After mulling it over for a while, I think it’s trying to tell a story that’s a little bit more subtle than my first interpretation. As I’m interpreting it now: it was Agatha’s betrayal by her mother, and the rest of her coven, that set her on the path of being a villain. She’d inadvertently killed them all, but it was traumatic enough that she no longer trusted any witches, and she instead chose to kill them and take their power. This ended up with her developing a rapport with Death, with the arrangement of Agatha “providing her with bodies” that they mention in the third episode.

Once her son was born, Agatha just began using him in her ongoing scheme of ingratiating herself into a new coven and then murdering them all for their power. This went on for years, and the lore of the Witches’ Road grew. Finally, his conscience made him decide he didn’t want to be part of it anymore. After that (the show makes it seem as if it happened that same night), Death finally took him. Grief and a desire for revenge make Agatha resolve to keep using the lore of the Witches’ Road, not just for survival, but to become more and more powerful.

It feels a lot more nuanced and mature than the version I’d expected from a show this broad and straightforward. The terrible revelation of the horrible thing that she did to her son, the thing that was so bad she can’t bear to face him even in death: she disappointed him.

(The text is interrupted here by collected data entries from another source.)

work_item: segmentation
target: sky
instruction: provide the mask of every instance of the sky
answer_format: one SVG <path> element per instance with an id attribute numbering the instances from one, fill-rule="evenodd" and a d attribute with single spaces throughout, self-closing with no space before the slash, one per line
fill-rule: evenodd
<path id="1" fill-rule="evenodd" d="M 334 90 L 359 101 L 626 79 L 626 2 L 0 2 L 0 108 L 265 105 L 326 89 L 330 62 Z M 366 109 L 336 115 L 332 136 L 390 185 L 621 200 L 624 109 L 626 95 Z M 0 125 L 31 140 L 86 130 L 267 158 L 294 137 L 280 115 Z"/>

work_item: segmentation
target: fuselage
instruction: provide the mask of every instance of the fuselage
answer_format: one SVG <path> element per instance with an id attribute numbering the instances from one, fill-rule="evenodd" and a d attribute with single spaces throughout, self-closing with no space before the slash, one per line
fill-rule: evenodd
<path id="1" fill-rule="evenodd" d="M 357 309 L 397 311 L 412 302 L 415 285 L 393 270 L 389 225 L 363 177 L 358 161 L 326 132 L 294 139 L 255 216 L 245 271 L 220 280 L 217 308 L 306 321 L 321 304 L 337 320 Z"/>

Even as a child, he was able to tell that what she was doing was wrong and unnecessary. She’d lost the only family she had, and instead of building a new one with her son, she was wiping out any opportunity for either of them to find a family beyond their “coven two.”

It also helps smooth out some of the pieces that didn’t seem to fit, to me. The “black heart” was definitively Billy, but Lilia’s sigil prevented her from using his name. He was essential to the coven, not just for the obvious reason that he created the road, but because he’s Agatha’s new family. Helping him find his brother is the closest thing Agatha is going to get to redemption.

The other witches’ stories fit thematically, more or less, since they’re all aspects of family, sisterhood, betrayal, and finding their purpose. The one that’s still out of place is Sharon Davis/”Mrs. Hart,” who I kept expecting to see resurrected but am still disappointed. I’m assuming that her character exists more as a misdirection than to serve a thematic purpose. Maybe it’s a reminder to people like me that Agatha is still a villain at series start, and not simply misunderstood?

Ultimately I’m really impressed that a series with so many different boxes to check off — MCU installment, sequel to WandaVision, Halloween season-scheduled horror comedy, woman-led series, story about fictional witches and the real-world significance of their characters — managed to be surprising and thematically resonant. One of the reasons I liked WandaVision so much was that it was completely and unabashedly a comic book story, but it still felt it had a reason to exist beyond its role in the MCU. I’m impressed that Agatha All Along went from feeling like a series of interesting escape rooms, to become another series that had ideas about found families and parenthood that went beyond just setting up the Young Avengers.